Ninguna situación histórica podría ser más propicia que la nuestra para el surgimiento de profetas. La existencia misma de la especia humana está amenazada. La mentalidad troglodítica y la ceguera han llevado a un punto en que la especia humana parece avanzar hacia su trágico final, en el momento mismo en que está cerca de su más grande logro. En este momento la humanidad necesita profetas, aunque sea dudoso que sus voces logren prevalecer por sobre las de los sacerdotes.

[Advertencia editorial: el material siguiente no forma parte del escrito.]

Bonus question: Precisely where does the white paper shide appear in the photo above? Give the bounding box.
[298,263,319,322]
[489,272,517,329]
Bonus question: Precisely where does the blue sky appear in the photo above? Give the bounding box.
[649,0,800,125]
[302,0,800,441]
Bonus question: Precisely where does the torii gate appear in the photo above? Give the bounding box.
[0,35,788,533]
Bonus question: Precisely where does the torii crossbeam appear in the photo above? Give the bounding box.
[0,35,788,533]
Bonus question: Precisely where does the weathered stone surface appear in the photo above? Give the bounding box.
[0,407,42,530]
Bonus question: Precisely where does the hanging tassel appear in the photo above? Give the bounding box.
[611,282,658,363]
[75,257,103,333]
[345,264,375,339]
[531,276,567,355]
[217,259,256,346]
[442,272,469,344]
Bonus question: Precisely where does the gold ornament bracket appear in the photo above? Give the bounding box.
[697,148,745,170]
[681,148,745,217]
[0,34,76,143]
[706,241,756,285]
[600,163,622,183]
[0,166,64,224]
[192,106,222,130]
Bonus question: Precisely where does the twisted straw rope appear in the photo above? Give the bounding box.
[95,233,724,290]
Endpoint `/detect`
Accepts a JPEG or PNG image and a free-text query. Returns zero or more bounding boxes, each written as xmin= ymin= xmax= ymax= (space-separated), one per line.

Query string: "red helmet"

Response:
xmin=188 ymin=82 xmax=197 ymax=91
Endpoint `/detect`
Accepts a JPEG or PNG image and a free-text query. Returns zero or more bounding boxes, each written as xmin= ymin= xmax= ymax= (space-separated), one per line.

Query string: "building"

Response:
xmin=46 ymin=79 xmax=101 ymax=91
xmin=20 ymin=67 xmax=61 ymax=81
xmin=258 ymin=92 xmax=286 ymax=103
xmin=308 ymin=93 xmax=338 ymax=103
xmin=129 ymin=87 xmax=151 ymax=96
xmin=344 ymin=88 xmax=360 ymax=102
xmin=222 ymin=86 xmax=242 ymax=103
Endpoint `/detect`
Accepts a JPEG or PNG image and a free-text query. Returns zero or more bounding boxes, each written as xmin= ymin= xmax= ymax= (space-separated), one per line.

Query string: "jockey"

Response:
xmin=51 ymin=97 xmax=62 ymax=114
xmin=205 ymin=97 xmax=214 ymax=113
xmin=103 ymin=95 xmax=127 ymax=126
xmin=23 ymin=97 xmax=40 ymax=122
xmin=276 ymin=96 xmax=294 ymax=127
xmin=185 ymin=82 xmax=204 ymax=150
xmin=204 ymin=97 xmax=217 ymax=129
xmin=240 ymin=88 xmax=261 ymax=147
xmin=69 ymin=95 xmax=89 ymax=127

Entre los pocos en los que la idea ha llegado a encarnarse, y a los que la situación histórica transformó de maestros en profetas, está Bertrand Russell. El, junto con Einstein y Schweitzer, representan la respuesta de la humanidad occidental ante la amenaza de su existencia, porque los tres han alzado la voz, han formulado advertencias, y han señalado las alternativas.
 
Bertrand Russell ha reconocido que la idea, aunque se encarne en una persona, solo cobra significación social si se encarna en un grupo. Cuando Abraham discutió con Dios acerca del destino de Sodoma, pidió que se perdonara a Sodoma si había en ella diez hombres justos, es decir, un grupo mínimo en el cual se hubiera encarnado la idea de justicia. Bertrand trata de demostrar que existen diez personas que pueden salvar la ciudad. Este es el motivo por el que organizó a la gente, marchó con ella y junto con ella fue llevado en los furgones policiales. Aunque su voz sea una voz en el desierto, no es, sin embargo, una voz aislada. Es el guía de un coro.
 Entre las ideas que Russell encarna en su vida, quizás la primera que se debe mencionar es el derecho y el deber del hombre de desobedecer.

Al hablar de desobediencia no me refiero a la del “rebelde sin causa”, que desobedece porque no tiene otro compromiso con la vida que el de decir “no”. Esta clase de desobediencia rebelde es tan ciega e impotente como su opuesto, la obediencia conformista que es incapaz de decir “no”. Estoy hablando del hombre que puede desobedecer porque puede obedecer a su conciencia y a los principios que ha elegido; estoy hablando del revolucionario, no del rebelde.

En la mayoría de los sistemas sociales la obediencia es la suprema virtud, la desobediencia el supremo pecado. En verdad, cuando en nuestra cultura la gente se siente “culpable”, lo que ocurre realmente es que tiene miedo porque ha desobedecido. Esto no es sorprendente; después de todo, la enseñanza cristiana ha interpretado la desobediencia de Adán como un hecho que lo corrompió a él y a su simiente de un modo tan fundamental que solo el acto especial de la gracia de Dios podía salvar al hombre de su corrupción. Esta idea estaba, por supuesto, de acuerdo con la función social de la iglesia, que sostenía el poder de los gobernantes mediante la enseñanza del carácter pecaminoso de la desobediencia. Solo los hombres que tomaron en serio las enseñanzas de la humildad, la fraternidad y la justicia se rebelaron contra la autoridad secular, con el resultado que la Iglesia los señaló como rebeldes y pecadores contra Dios.

Pese a la progresiva desaparición del terror religioso, los sistemas políticos autoritarios siguen haciendo de la obediencia la piedra angular de su existencia. Las grandes revoluciones de los siglos XVII y XVIII combatieron contra la autoridad real, pero pronto el hombre retornó ha hacer una virtud de la obediencia a los sucesores de los reyes, cualquiera fuera el nombre que asumieran. Las democracias occidentales se enorgullecen de haber superado el autoritarismo del siglo XIX. Pero ¿lo lograron, o solo ha cambiado el carácter de la autoridad?